Grant Thornton's recommendations for the Union Budget 2021

31 January 2021 5 min. read

India’s Union Budget 2021 will be unveiled tomorrow. In the run up to the annual milestone, Grant Thornton Bharat polled executives and business owners to understand what they believe should be some of the key topics to address in this year’s budget. A roundup of the key recommendations. 

The mid-January survey threw up a number of interesting perspectives – most notably a sense of optimism around India’s economic prospects and a call for strong policy measures to drive the post-pandemic recovery.

“The adverse economic impact of the pandemic has been felt by everyone, be it large corporates, micro, small and medium enterprises, start-ups and individuals. The Union Budget 2021 should unveil bold policy and administrative reforms to propel the economy to its pre-pandemic growth levels,” noted Vikas Vasal, National Managing Partner for Tax at Grant Thornton Bharat.

Focus areas for Union Budget 2021

Business executives have echoed this sentiment, and most have a clear idea of what the economy needs. For nearly 70%, funding large infrastructure projects is at the top of the list. The 2019 Union Budget already laid out substantial infrastructure reforms, although most corporates feel the need to brush this up.

A product of Covid-19: more than half the respondents also stressed the importance of boosting consumption in India. Lockdowns changed consumer behaviour in lasting ways, while job losses and a global recession have curbed spending to a large extent. In similar vein, priority number three among executives is to generate employment through government spending.

Also in focus is a boost for India’s manufacturing sector. Policies such as the 2014, Make in India scheme have already been targeting manufacturing and export boosts for years. For many this has become all the more urgent following Covid-19, as the global business environment looks for a viable alternative to replace a high-risk China in its supply chain.

Which sectors do you expect will receive the greatest thrust in the upcoming budget

Many want the government to use the 2021 Union Budget to bolster Make in India financing, incentivise manufacturing and draw foreign direct investment (FDI). And there is an expectation that manufacturing will hold key ground in the upcoming statement, although few expect it to take the top spot. 
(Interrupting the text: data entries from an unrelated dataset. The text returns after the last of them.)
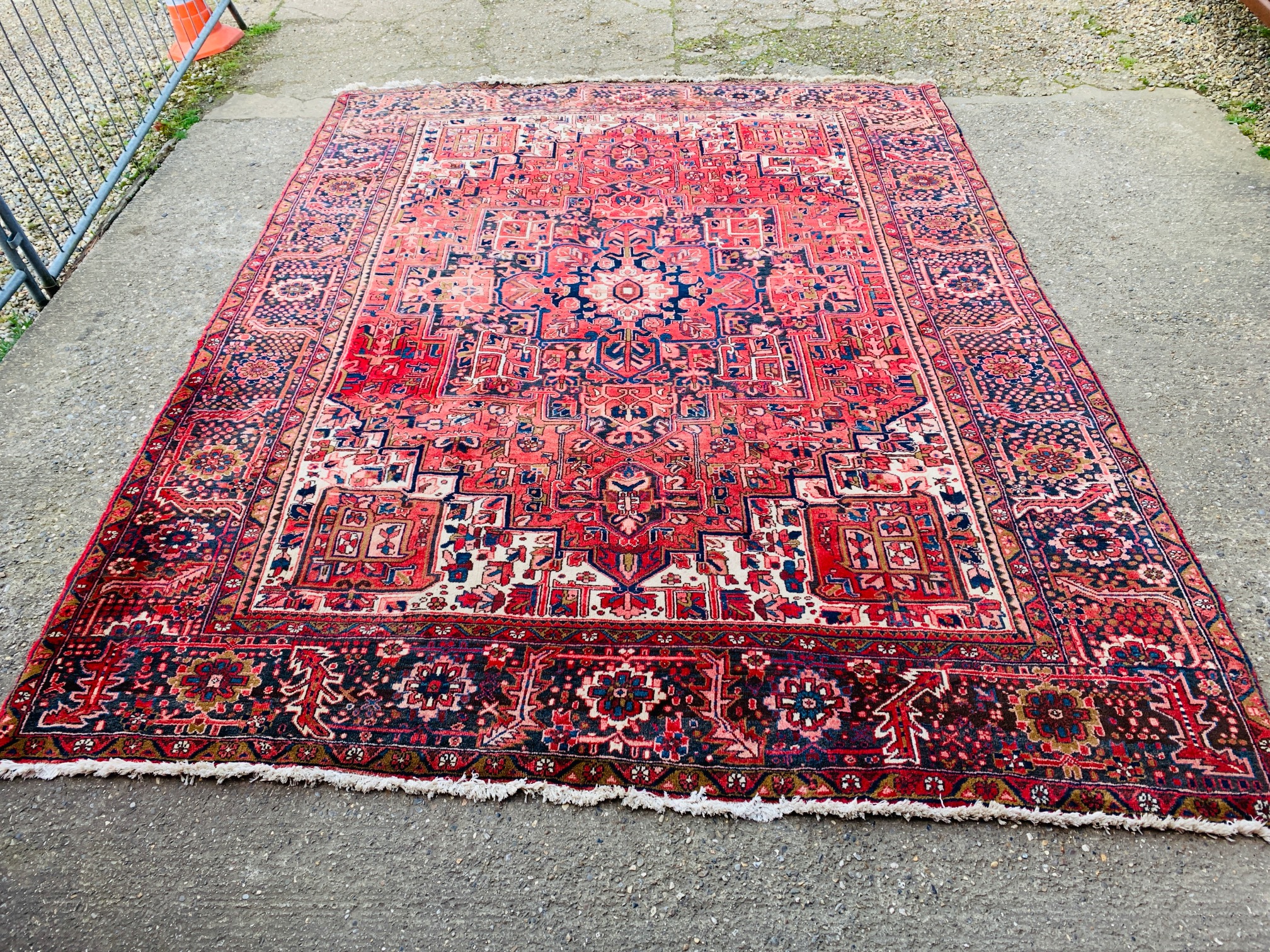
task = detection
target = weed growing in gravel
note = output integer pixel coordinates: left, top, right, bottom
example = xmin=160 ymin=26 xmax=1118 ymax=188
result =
xmin=0 ymin=4 xmax=282 ymax=360
xmin=155 ymin=5 xmax=282 ymax=140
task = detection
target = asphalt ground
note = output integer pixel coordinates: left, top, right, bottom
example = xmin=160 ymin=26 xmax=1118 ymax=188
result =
xmin=0 ymin=3 xmax=1270 ymax=952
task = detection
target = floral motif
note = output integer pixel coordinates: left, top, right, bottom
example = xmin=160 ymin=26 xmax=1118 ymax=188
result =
xmin=392 ymin=655 xmax=476 ymax=721
xmin=145 ymin=519 xmax=216 ymax=562
xmin=764 ymin=670 xmax=847 ymax=740
xmin=578 ymin=664 xmax=665 ymax=730
xmin=1055 ymin=523 xmax=1125 ymax=565
xmin=168 ymin=649 xmax=261 ymax=713
xmin=1011 ymin=682 xmax=1102 ymax=754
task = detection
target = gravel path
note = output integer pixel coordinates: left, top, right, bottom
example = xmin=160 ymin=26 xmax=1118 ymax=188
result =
xmin=674 ymin=0 xmax=1270 ymax=145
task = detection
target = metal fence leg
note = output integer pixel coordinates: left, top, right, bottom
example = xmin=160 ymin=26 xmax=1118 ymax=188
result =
xmin=0 ymin=195 xmax=57 ymax=307
xmin=230 ymin=4 xmax=246 ymax=33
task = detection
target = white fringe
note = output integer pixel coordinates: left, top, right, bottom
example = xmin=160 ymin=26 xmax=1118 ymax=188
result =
xmin=0 ymin=758 xmax=1270 ymax=843
xmin=331 ymin=72 xmax=935 ymax=96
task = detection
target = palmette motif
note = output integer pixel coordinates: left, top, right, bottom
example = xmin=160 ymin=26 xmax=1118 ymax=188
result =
xmin=0 ymin=82 xmax=1270 ymax=820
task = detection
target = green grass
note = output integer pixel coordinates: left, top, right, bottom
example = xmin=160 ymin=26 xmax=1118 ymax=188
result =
xmin=1221 ymin=100 xmax=1270 ymax=159
xmin=155 ymin=4 xmax=282 ymax=139
xmin=0 ymin=4 xmax=282 ymax=360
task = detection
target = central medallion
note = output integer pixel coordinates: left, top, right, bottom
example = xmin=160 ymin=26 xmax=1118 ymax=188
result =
xmin=579 ymin=247 xmax=676 ymax=322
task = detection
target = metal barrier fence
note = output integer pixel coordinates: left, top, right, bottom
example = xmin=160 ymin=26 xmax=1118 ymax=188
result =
xmin=0 ymin=0 xmax=246 ymax=307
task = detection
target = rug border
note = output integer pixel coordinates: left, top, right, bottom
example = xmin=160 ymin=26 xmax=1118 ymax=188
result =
xmin=0 ymin=758 xmax=1270 ymax=843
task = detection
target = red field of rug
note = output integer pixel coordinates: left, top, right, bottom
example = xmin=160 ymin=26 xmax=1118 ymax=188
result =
xmin=0 ymin=82 xmax=1270 ymax=832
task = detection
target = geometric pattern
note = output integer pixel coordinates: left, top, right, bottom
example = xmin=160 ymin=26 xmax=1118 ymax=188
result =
xmin=0 ymin=82 xmax=1270 ymax=820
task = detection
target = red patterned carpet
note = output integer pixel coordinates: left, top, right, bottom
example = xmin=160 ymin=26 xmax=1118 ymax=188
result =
xmin=0 ymin=82 xmax=1270 ymax=832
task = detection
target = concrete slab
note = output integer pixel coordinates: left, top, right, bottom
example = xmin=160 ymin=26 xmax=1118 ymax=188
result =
xmin=0 ymin=18 xmax=1270 ymax=949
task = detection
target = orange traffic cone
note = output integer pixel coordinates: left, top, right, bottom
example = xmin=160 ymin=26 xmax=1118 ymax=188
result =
xmin=164 ymin=0 xmax=243 ymax=62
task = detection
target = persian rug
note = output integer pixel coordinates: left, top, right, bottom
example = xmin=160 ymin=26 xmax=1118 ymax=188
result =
xmin=0 ymin=81 xmax=1270 ymax=836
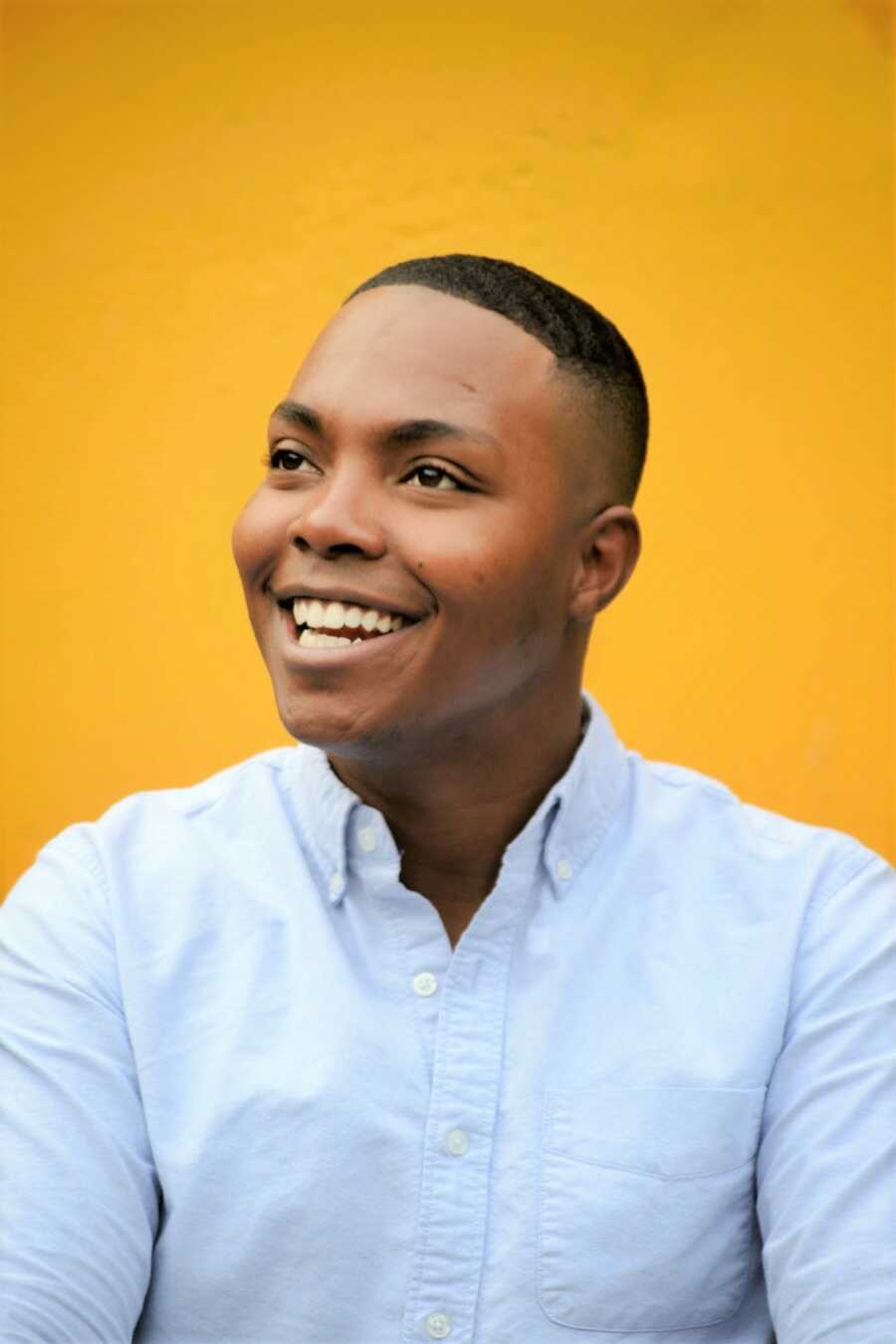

Indeed, more immediate factors are expected to influence the composition of budget investments. With farmer tensions rising by the day, agriculture is in urgent need of attention, while the pandemic has left the healthcare & pharmaceutical industry stretched to dangerous levels.

These two sectors will likely draw the most thrust come Monday, followed closely by manufacturing, industrials and infrastructure. Other segments such as education, consumer retail, automotive, financial services and real estate – to name a few – will also feature.

Funding its plans?

The question remains: how will the government fund this impetus? Indeed, India’s fiscal deficit has climbed to around 7% according to reports, driven by the pandemic-induced economic contraction. In the backdrop, the government introduced heavy cuts to corporate taxes – particularly in manufacturing – back in 2019, with a view of boosting business activity and investment.

Tax rate expectations from Union Budget 2021

Pushing these rates back up could deliver much-needed revenue, although survey responses show this to be a highly unpopular solution. Well over half of executives want tax rates to stay as they are, while an additional 40% actually want a further cut. According to Vasal, there are other avenues for the government to pursue.

“To garner more resources, a combination of measures, such as PSU disinvestment, further opening up of the economy for foreign investment, developing bond markets and funding large scale projects through innovative financial products, may be considered, along with a relatively higher fiscal deficit, which is justifiable under these unprecedented circumstances.”

A more active economy this year should help things along as well. In fact, 60% of respondents to Grant Thornton’s survey state that India’s economy is back on a growth path, with less than 30% expecting growth to take some time. The expectation among nearly 70% is that infrastructure spending and consumption are both due to increase this year, giving the economy some momentum.

Growth expectations for the Indian economy

In the mean time, the budget might well lay down concrete channels for an economic recovery. “A roadmap that will attempt to sustain the double digit growth expected in FY22 (because of base effect) until at least end of the decade, is what this budget ought to lay out. With anything less, our potential will be underachieved,” said Vishesh Chandiok, CEO at Grant Thornton Bharat.

These are the corporate expectations. According to Vasal, many of these will likely manifest in the budget, given that Finance Minister Nirmala Sitharaman has held myriad stakeholder consultations to prepare what she promises to be a “budget like never before.”